As defined by Professor Pierre-Grégoire Marly, this is “the situation in which policies that were not intended to cover an IT risk will end up covering it, due to the broad definition of the object of the cover and the absence of any applicable exclusion” (7). In other words, it is a lack of precision in the insurance contract that makes the application and scope of coverage open to interpretation. This is the logical consequence of drafting contracts as “all risks except”: failure to explicitly specify a type of insured peril implies that it is covered. While the issue of silent warranties is relatively well known in French law, certain contracts in other countries, still drafted on old bases and therefore broadly, could also include unsuspected warranties. This is the case in insurance markets less mature than the Anglo-Saxon and European ones, and thus in Africa, for example.

In French law, although the question of the application of silent warranties to cyber insurance has been widely discussed in the legal literature, judges have never yet been confronted with the issue explicitly (8). It is therefore appropriate to adopt an analogical approach. By definition, an “all risks except” insurance policy covers everything not expressly excluded by the parties. The difficulty lies in interpreting the contract at issue: if the contract of adhesion is to be interpreted against the party who proposed it (9), the judge must nevertheless respect the common will of the parties without distorting the contract (10). This difficulty has given rise to a wealth of case law on business interruption insurance (11 )(particularly in the wake of the Covid-19 pandemic). Several decisions have held that, in the case of an “all risks except” policy, losses are effectively covered (12). By way of illustration, the Angers Court of Appeal held that the business interruption policy covered the risk of the Covid-19 pandemic, stating that “the ‘all risks except’ insurance contract is a contract that covers all risks with the exception of those restrictively excluded”, adding that “by taking out an ‘all risks except’ contract (…) the insured intends to protect himself against risks that he has not necessarily anticipated” (13). This reasoning was subsequently approved by the Cour de cassation (14).
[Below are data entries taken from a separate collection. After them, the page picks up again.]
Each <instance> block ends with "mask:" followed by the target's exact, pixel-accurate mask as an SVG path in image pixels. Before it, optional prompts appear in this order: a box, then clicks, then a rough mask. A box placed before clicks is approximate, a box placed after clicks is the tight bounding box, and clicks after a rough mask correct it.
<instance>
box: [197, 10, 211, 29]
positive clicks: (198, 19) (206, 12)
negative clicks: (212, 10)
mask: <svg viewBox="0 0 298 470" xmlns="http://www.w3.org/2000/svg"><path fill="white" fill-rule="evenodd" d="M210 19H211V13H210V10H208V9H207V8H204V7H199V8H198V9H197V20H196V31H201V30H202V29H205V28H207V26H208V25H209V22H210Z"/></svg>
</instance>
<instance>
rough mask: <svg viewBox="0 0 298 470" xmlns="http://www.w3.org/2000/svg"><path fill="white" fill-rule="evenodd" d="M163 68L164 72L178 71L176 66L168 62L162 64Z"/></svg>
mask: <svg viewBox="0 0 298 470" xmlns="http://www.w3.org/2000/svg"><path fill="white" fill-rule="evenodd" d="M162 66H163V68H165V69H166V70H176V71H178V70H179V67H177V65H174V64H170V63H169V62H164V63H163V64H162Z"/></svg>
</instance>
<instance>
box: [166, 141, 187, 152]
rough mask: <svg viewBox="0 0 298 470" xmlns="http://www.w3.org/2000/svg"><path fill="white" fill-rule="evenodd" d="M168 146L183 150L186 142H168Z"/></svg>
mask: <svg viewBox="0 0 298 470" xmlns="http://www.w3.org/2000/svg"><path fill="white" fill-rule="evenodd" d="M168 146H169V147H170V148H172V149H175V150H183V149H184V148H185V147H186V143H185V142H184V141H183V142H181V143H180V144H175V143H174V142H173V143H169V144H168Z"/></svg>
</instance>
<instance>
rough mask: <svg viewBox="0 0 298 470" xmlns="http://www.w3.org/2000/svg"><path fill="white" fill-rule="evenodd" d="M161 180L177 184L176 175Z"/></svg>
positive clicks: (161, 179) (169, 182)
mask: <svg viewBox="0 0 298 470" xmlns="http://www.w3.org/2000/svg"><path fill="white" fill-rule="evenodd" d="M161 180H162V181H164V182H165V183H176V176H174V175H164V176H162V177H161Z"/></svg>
In short, if it is established that the guarantees of an “all risks except” insurance policy can be extended according to the interpretation made of it, by analogy, such an insurance policy is likely to cover cyber losses.

In areas of the world where insurance markets are sometimes emerging, such as Africa, certain insurance contracts are therefore likely to cover cyber losses without being “commercially” denominated as such. Subject to the differences between French and local law, these policies may cover certain damages linked to IT risks, such as the alteration of computer systems, or the insured’s liability in the event of a third-party data breach. Cyber risks are unique in that they affect both civil liability and property insurance policies.

 

In the event of uncertainty about the scope of cover, we recommend that companies:

• reject any new sub-limitation, definition, clarification or exclusion proposed by the insurer, however it is presented (“standard clause”, “market clause”, “imposed by our reinsurers” or other “administrative” reasons presenting the modification as anodyne… and inevitable);

• check whether cyber claims are expressly excluded from their current liability and property insurance contracts;

• reread contractual definitions carefully: the more precise a definition is, the more likely it is to be narrow;

• do not confuse IT risk coverage, which often covers material damage to hardware, with cyber coverage, which covers damage caused by viruses, the violation of personal data, etc. Coverage will only apply if the IT loss has caused material damage, and may cover the resulting operating losses;

• check that liability insurance does not include any specific exclusions. If it does, the policy is likely to cover the insured’s civil liability in the event of an IT or data breach harmful to third parties.